In order to generate the CSI, a two-stage procedure is necessitated for the downlink
channel in the FDD systems. The period needed to convey the pilot symbols depends
on the number of the Bs antennas. The downlink channel estimation becomes difficult
as the BS’s antennas increase.
The diagram below shows the repartition of the uplink and downlink.

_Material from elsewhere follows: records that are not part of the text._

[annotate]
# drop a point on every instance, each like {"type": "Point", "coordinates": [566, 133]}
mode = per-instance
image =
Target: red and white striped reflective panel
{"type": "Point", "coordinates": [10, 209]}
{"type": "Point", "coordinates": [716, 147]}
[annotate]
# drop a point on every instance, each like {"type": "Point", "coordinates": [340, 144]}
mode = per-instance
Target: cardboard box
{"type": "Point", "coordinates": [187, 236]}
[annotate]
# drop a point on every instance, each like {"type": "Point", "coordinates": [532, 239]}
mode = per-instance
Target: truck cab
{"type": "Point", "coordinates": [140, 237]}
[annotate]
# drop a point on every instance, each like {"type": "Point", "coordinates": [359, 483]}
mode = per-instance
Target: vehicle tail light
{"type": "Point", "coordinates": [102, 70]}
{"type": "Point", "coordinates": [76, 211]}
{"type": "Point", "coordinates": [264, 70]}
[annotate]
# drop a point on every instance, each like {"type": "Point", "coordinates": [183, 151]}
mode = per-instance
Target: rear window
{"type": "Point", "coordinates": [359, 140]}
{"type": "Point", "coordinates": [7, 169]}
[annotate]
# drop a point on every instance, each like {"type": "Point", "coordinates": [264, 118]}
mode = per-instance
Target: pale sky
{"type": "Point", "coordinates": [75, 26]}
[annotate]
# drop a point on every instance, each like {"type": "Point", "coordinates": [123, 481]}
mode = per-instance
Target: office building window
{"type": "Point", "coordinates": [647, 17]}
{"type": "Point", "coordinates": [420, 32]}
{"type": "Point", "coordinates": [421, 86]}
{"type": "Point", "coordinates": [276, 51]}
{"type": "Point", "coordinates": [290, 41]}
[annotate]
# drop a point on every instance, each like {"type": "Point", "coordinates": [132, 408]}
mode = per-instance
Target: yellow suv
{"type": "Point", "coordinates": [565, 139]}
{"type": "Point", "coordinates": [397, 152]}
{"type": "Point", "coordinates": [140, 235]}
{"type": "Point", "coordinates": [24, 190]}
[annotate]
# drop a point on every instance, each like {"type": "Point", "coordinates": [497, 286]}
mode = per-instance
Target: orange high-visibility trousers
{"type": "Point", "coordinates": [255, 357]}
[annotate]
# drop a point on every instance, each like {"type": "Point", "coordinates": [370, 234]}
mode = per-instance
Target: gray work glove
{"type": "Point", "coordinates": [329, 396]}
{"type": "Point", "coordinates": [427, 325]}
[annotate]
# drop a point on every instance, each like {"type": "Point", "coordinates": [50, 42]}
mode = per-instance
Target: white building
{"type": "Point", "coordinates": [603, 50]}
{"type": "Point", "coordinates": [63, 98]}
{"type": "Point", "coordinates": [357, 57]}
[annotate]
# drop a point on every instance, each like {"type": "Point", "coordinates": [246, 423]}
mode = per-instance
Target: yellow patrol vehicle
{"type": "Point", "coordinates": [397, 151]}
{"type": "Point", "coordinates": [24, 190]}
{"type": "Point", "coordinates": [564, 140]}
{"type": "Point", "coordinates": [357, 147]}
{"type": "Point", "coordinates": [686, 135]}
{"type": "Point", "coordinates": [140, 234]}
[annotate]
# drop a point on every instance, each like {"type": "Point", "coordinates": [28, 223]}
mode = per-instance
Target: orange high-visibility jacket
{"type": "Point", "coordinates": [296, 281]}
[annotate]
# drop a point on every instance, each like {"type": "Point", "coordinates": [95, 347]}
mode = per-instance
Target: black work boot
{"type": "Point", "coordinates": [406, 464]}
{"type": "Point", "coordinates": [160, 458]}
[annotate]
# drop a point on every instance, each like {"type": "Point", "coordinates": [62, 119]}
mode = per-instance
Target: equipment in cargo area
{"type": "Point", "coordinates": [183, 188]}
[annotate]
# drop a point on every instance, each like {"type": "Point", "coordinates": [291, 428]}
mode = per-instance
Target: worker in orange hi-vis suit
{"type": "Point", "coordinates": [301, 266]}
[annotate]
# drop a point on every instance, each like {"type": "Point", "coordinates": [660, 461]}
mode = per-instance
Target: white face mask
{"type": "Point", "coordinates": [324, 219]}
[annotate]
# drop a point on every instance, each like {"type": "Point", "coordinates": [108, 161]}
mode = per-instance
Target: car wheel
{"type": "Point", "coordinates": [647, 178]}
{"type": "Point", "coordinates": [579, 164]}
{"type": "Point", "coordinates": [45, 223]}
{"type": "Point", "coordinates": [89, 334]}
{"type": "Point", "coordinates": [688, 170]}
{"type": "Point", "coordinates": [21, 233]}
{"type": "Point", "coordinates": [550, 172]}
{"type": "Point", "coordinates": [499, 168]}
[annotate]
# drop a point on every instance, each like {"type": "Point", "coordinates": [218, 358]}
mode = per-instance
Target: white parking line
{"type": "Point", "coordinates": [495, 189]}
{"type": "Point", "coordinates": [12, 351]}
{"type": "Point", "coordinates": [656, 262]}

Fig 3.3: Uplink and Downlink repartition (Foschini et al., 1998)
Case scenario
Consider 1 ms/100 kHz channel coherence interval, that has the capacity of
accommodating the transmission of 100 complex signals. If at the Bs there are 100
antennas, all of the coherence intervals will be utilized for the downlink training. No
symbol will get left for the data transmission, with pilot waveforms being utilized for
the channels of each of the antenna. Taking the channel reciprocity assumption, the
only parameters that require estimation is the CSI for the uplink channel. All of the
users present in the cells will transmit signals data to the uplink, that’s as per the TDD
protocol.
Thereafter, the users transmit the pilot sequences. These pilot sequences are
used by the Bss to come up with an estimate of the CSI to the users present in the cells.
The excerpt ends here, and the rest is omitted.